80 lines (60 loc) · 3.3 KB

Roadmap

This document describes the planned development of sharkmer across upcoming major releases. See the issue tracker for detailed specifications.

v2.0 — Cleanup and polish (released)

Released. See CHANGELOG.md for details.

v3.0 — Graph traversal (released)

Released. See CHANGELOG.md for details.

Key improvements: bidirectional graph extension, frontier-queue extension eliminating O(n²) node scanning, reachability pruning replacing ad-hoc heuristics, coverage-aware tip clipping, read threading with bubble resolution, composite path scoring, mismatch-aware primer kmer cap, dynamic node budget, read caching, and panel versioning and validation infrastructure. New c_elegans panel.

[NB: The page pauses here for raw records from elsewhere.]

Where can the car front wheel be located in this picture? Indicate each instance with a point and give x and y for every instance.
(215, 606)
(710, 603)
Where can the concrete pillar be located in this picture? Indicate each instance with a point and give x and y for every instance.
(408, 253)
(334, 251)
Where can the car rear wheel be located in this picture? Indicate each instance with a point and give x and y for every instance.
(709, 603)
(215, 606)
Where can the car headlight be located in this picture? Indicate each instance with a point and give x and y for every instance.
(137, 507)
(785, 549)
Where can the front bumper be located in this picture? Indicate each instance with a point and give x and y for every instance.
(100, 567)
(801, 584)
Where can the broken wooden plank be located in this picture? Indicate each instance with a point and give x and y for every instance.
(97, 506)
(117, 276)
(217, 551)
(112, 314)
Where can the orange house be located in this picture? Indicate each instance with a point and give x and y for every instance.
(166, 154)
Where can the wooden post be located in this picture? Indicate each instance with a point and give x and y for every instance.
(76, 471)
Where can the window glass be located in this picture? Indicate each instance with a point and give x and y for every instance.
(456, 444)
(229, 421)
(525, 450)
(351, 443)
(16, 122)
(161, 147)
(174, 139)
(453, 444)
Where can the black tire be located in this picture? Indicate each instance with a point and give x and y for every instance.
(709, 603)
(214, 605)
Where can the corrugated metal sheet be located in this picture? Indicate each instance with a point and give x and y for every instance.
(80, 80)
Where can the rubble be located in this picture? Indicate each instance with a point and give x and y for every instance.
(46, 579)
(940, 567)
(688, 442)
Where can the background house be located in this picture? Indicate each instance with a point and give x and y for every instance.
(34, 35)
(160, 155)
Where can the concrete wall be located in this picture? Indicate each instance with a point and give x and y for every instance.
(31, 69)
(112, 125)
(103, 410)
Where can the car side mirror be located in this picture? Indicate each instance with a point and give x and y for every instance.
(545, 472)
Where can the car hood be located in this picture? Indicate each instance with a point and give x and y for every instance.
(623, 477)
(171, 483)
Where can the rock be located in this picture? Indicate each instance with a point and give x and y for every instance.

Paired-end phasing (#101) is deferred to v4.0: the infrastructure (PairedEndLink, thread_reads_paired()) is built but downstream consumption is not yet wired.

v4.0 — Metagenomics

The goal of v4.0 is to reliably produce multiple distinct products from mixed samples.

Target improvements:

  • Paired-end phasing (#101): wire PairedEndLink data into bubble resolution and path scoring (infrastructure built in v3.0)
  • Read-supported graph pruning (#99): prune edges/nodes lacking read support to reduce chimeric joins
  • Deconvolution of mixed-organism samples based on coverage profiles
  • Support for reporting multiple distinct amplicons per gene
  • Per-product coverage profiles to distinguish true variants from assembly artifacts
  • Configurable limits for number of amplicons per gene
  • Validation against known metabarcoding datasets
  • Document QIIME2/SILVA workflow and consider convenience flags (#68)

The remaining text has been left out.